Glance at some of the Interesting Facts:
- The Government of India's tax revenues have increased by more than 50 times between the Year 1985 to the year 2016-17.
- From INR 21,000 crores to INR 10 Lakh crore (for me, this figure sounds pretty insane) and interestingly, this is before implementation of Goods and Service Tax and the likes.
- Additionally, the government's non-tax revenues have also gone up by approximately the same amount.
- Approximately 5 lakh crore or I would say 50% of this total 10 Lakh crore comes from direct taxes, such as personal income taxes, taxes on corporations and cesses of different types.
- The remaining comes from indirect taxation such as excise, VAT and more recently GST. In short, this is money that is being charged to the common people of this country (just like you and me).

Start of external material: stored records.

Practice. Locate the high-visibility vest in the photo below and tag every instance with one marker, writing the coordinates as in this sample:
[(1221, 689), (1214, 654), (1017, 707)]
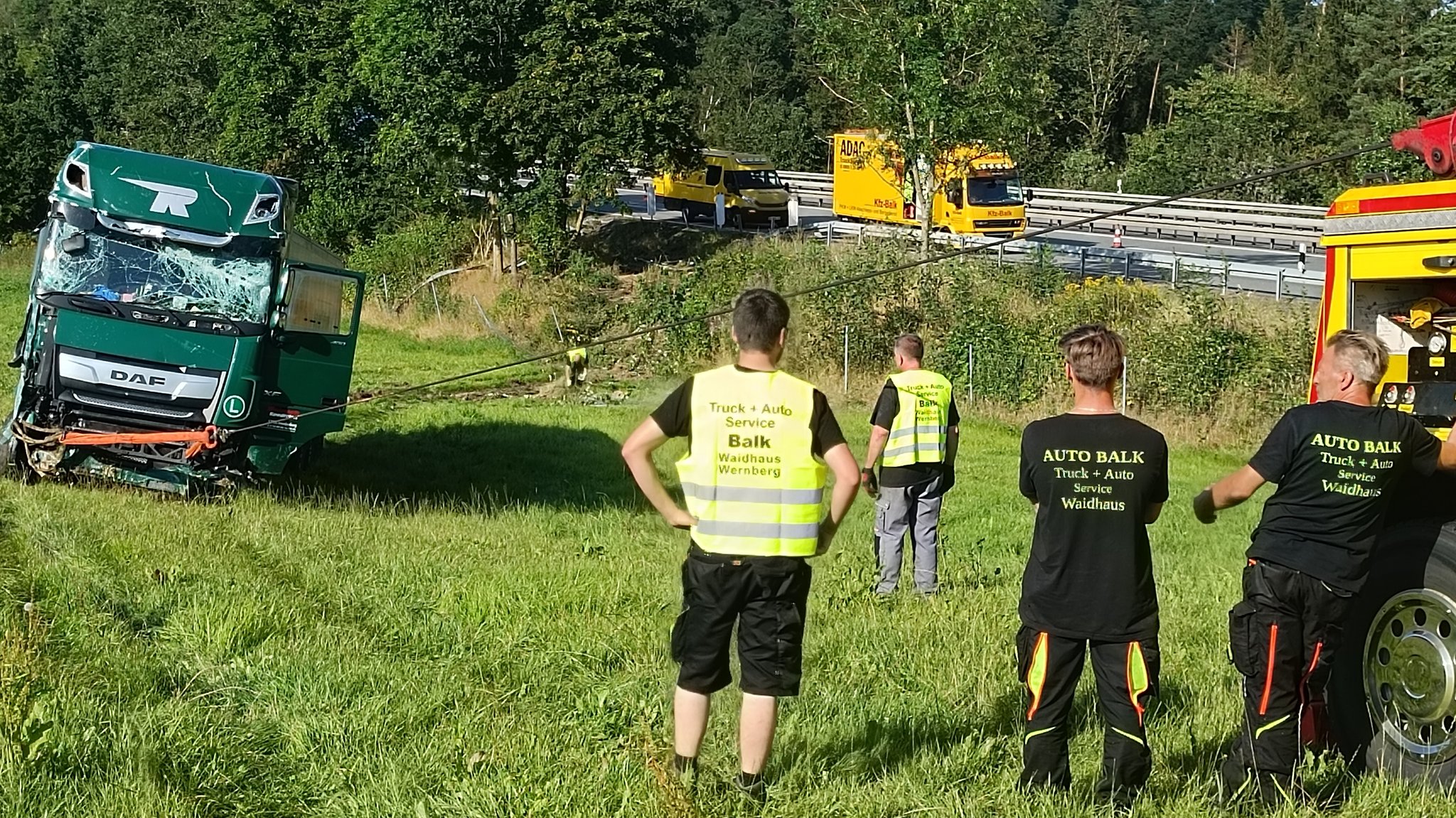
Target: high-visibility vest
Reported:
[(750, 476), (924, 419)]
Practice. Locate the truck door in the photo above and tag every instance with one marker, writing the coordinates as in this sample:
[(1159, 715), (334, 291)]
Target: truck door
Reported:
[(314, 337)]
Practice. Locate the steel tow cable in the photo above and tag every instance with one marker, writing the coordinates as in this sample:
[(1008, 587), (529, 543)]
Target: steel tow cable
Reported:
[(836, 283)]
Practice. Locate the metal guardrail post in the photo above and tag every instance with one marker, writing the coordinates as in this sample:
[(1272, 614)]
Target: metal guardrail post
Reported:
[(1125, 384), (970, 375)]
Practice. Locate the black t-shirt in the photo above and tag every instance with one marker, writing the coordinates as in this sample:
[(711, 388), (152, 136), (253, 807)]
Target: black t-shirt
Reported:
[(1091, 568), (1334, 463), (675, 418), (884, 416)]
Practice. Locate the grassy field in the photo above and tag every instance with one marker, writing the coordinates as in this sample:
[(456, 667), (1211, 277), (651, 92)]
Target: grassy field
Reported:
[(466, 610)]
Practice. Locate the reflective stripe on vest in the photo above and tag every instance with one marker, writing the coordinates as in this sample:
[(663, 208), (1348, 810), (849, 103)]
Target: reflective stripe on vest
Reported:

- Also, their miscellaneous revenues which come from various other sources, such as giving up LPG subsidies for the common man.
Government's Unconditional support to the poorly performing PSU Banks:
As we all know GOI is a majority shareholder in almost every Public Sector Bank in India, especially these poorly performing PSU Banks. Behaving like a responsible father, the RBI has brought a scheme of recapitalization of these banks wherein GOI funds billions and trillions of public money in these banks in the name of banking reforms and recapitalization.
On an average, no less than INR 15,000 crores of public money per year is being spent on this so-called novel scheme of bank recapitalization.
Let's just take look at this graph below which shows the increasing amounts of money pumped into PSU banks over the past two decades:
Data Courtesy: Livemint
Here's the billion-dollar question,
Why do these banks need recapitalization?
The official reason from the government would be that they need to make sure our unbanked populations get access to formal banking channels, and in this process banks often have to make compromises in their investment decisions.
The real reason these banks need constant public money is our biggest open secret: Usually, these PSU banks are run with horrible business models, customer service is their last priority, and their primary business which is to earn money through credit and loans is fully in shambles.
Getting a bank loan for a common man is extremely difficult while getting a huge bank loan would be much easier (no credit reports, no follow-ups, no regular due diligence) if you have some really good political connections.
Therefore, It's quite natural that a large % of these loans are going to fail or in technical terms become NPA (Non-Performing Assets), causing losses to the banks, which basically means causing losses to the government of India, which collects money through its citizens for bank recapitalization.
Settlement has already been done:
The big bang bank recapitalization has already been done. Call it a support, call it recapitalization, or say that the government has financially engineered a way to partially solve the bad loan problem.
During October 2017, the Reserve Bank of India and the Government of India has already finalized the plan of infusing a whopping amount of Rs. 2,11,000 crores in the Public Sector Banking system in India.
The government will themselves buy Rs 1,53,000 crore worth shares in banks and will raise Rs. 58,000 cr. themselves, so there's a 75-25 government-private infusion of new money into banks.
So the amount we are talking now in the Rs. 11,000 crore PNB Scam has already been adjusted in the bank's financials.
Does it mean nothing happens to the Bankers:
Yes. Nothing happens to them even if they go for a deep sleep and extended these NPAs eternally.
The Crooked Robin Hood:
You must have heard of Robin Hood - a heroic outlaw, who is traditionally said to rob from the rich and give to the poor.
Looks like Robin Hood has gone astray - Robbing from the poor and giving to the riches.